11. A method of keyword recognition, for use with a system having a microphone, an analog-to-digital (A/D) converter, a memory including a keyword recognition application, and a hardware processor, the method comprising:

receiving, using the hardware processor, a digitized speech from the A/D converter;

dividing, using the hardware processor, the digitized speech into a plurality of speech segments having a first speech segment;

calculating, using the hardware processor, a first probability of distribution of a first keyword in the first speech segment;

determining, using the hardware processor, that a first fraction of the first speech segment includes the first keyword, in response to comparing the first probability of distribution with a first threshold associated with the first keyword;

calculating, using the hardware processor, a second probability of distribution of a second keyword in the first speech segment; and

determining, using the hardware processor, that a second fraction of the first speech segment includes the second keyword, in response to comparing the second probability of distribution with a second threshold associated with the second keyword.

12. The method of claim 11, wherein the first keyword at least partially overlaps the second keyword in the first speech segment.

13. The method of claim 11, wherein the first threshold is calibrated for high precision detection of the first keyword.

14. The method of claim 11, wherein the first threshold is calibrated for high recall detection of the first keyword.

15. The method of claim 11, wherein the plurality of speech segments include sliding window segments.

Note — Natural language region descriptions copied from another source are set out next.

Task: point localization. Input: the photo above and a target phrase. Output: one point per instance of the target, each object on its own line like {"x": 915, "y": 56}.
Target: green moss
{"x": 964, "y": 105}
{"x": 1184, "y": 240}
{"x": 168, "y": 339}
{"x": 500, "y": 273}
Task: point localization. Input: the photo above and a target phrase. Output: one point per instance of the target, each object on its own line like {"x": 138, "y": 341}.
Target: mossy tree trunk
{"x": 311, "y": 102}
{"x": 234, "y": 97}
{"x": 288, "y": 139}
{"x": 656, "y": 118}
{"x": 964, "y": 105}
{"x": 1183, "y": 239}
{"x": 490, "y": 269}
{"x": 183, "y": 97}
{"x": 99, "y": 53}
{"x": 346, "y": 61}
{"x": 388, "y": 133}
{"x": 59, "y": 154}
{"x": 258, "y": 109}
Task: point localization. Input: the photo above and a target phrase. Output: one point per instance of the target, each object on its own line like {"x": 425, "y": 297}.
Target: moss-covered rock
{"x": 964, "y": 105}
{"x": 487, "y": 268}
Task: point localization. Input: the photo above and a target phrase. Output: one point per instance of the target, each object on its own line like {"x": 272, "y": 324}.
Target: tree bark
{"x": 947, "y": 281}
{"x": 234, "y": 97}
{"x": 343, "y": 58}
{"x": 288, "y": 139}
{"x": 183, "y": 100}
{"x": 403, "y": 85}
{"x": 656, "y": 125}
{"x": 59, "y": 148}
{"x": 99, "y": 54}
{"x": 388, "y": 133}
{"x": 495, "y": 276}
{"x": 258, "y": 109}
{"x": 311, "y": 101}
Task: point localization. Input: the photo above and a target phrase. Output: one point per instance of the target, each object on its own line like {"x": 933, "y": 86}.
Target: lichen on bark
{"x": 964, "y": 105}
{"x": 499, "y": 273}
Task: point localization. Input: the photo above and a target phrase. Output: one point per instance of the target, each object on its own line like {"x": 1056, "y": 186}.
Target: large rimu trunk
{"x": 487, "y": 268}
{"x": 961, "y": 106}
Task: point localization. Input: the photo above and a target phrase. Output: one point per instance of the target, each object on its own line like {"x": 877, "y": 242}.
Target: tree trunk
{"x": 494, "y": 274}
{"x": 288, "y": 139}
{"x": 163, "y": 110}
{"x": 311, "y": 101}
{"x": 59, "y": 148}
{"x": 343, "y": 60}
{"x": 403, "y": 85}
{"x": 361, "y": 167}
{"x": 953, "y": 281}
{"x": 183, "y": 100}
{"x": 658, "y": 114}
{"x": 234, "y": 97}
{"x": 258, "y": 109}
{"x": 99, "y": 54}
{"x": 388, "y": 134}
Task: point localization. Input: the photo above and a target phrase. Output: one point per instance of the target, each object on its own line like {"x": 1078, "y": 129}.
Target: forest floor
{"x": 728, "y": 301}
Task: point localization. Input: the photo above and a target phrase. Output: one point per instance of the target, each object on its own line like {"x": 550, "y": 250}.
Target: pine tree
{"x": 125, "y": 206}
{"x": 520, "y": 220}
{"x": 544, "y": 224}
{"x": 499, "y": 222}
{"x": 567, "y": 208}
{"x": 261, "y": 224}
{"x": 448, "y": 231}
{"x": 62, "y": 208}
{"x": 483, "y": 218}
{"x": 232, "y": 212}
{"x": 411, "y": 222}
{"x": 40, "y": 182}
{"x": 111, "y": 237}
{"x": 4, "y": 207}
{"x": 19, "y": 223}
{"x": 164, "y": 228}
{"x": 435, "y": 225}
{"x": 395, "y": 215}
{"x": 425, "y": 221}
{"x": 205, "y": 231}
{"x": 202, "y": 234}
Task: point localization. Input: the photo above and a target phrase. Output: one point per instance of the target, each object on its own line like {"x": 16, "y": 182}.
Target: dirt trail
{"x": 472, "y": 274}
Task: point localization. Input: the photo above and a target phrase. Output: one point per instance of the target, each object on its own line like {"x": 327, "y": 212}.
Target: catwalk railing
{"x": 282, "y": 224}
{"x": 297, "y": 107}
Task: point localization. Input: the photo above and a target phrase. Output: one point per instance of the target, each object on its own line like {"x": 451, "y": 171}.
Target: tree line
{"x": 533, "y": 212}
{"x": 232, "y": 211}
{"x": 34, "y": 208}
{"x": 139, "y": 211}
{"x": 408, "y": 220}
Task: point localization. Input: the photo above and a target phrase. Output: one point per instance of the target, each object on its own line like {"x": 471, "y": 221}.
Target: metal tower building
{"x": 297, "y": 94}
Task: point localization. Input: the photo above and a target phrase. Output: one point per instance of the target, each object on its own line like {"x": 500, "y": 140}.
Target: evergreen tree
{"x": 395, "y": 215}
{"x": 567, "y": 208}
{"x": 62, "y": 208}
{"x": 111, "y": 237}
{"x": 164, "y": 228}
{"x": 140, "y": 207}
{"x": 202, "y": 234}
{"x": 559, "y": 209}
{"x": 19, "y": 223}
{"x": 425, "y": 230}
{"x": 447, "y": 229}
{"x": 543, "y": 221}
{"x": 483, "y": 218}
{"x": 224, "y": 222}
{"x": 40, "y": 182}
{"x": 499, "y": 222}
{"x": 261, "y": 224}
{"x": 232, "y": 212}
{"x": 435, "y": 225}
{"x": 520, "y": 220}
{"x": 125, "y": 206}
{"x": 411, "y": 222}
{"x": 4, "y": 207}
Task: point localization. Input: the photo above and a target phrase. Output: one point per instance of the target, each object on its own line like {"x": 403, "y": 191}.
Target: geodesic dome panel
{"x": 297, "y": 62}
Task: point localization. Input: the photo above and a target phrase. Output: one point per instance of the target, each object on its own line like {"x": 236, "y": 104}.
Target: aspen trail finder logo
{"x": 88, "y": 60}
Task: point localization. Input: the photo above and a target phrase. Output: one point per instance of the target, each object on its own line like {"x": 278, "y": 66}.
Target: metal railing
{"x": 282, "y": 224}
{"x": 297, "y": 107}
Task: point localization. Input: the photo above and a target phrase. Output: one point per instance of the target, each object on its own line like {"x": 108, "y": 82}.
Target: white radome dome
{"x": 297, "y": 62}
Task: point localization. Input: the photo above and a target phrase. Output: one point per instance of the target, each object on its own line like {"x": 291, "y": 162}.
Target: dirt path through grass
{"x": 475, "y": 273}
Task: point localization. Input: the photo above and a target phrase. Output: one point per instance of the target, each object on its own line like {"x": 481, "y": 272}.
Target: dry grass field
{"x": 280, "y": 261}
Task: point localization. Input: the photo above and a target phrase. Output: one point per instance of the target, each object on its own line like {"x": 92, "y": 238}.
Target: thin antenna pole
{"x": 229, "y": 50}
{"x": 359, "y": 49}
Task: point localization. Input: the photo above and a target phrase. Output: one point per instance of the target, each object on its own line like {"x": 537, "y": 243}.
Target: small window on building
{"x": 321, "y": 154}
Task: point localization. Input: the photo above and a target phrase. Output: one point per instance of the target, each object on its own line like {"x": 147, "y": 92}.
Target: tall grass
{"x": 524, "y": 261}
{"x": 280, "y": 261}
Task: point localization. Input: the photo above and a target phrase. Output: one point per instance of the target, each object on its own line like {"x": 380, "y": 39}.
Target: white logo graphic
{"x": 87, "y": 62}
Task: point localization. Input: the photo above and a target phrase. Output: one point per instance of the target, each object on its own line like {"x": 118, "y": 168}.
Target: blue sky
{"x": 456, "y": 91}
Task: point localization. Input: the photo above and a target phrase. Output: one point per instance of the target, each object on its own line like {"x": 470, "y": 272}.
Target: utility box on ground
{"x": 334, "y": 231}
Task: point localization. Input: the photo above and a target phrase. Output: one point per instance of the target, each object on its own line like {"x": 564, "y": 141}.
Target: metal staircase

16. The method of claim 11, further comprising:

executing, using the processor, a first action associated with the first keyword if the first keyword is recognized.

17. The method of claim 11, further comprising:

executing, using the processor, a second action associated with the second keyword if the second keyword is recognized.

18. The method of claim 11, wherein the at least one of the first keyword and the second keyword is a command for a game.

19. The method of claim 11, wherein the input speech includes speech from a first user and speech from a second user, and wherein the first user speaks the first keyword and the second user speaks the second keyword.

20. A system for keyword recognition, the system comprising:

a microphone configured to receive an input speech;

an analog-to-digital (A/D) converter configured to convert the input speech from an analog form to a digital form and generate a digitized speech;

a memory storing a keyword recognition application;

a hardware processor executing the keyword recognition application to: receive the digitized speech from the A/D converter; divide the digitized speech into a plurality of speech segments, including a first speech segment including a plurality of keywords and background, wherein background includes portions of the first speech segment that do not contain keywords; convert the first speech segment to a feature vector sequence; model a plurality of keyword probability distributions from the feature vector sequence, wherein each keyword probability distribution of the plurality of keyword probability distributions corresponds to a keyword of the plurality of keywords; model a background probability distribution from the feature vector sequence; model the first speech segment as a combination of a plurality of keyword vectors and a plurality of background vectors; model a speech segment probability distribution as a mixture of the plurality of keyword probability distributions and the background probability distribution; estimate a plurality of keyword mixture weights corresponding to the plurality of keyword probability distributions and a background mixture weight corresponding to the background probability distribution using an any maximum-likelihood technique; equate each keyword mixture weight of the plurality of keyword mixture weights to a corresponding plurality of probabilities of each keyword of the plurality of keywords and to a corresponding plurality of fractions of the first speech segment that contain each keyword of the plurality of keywords.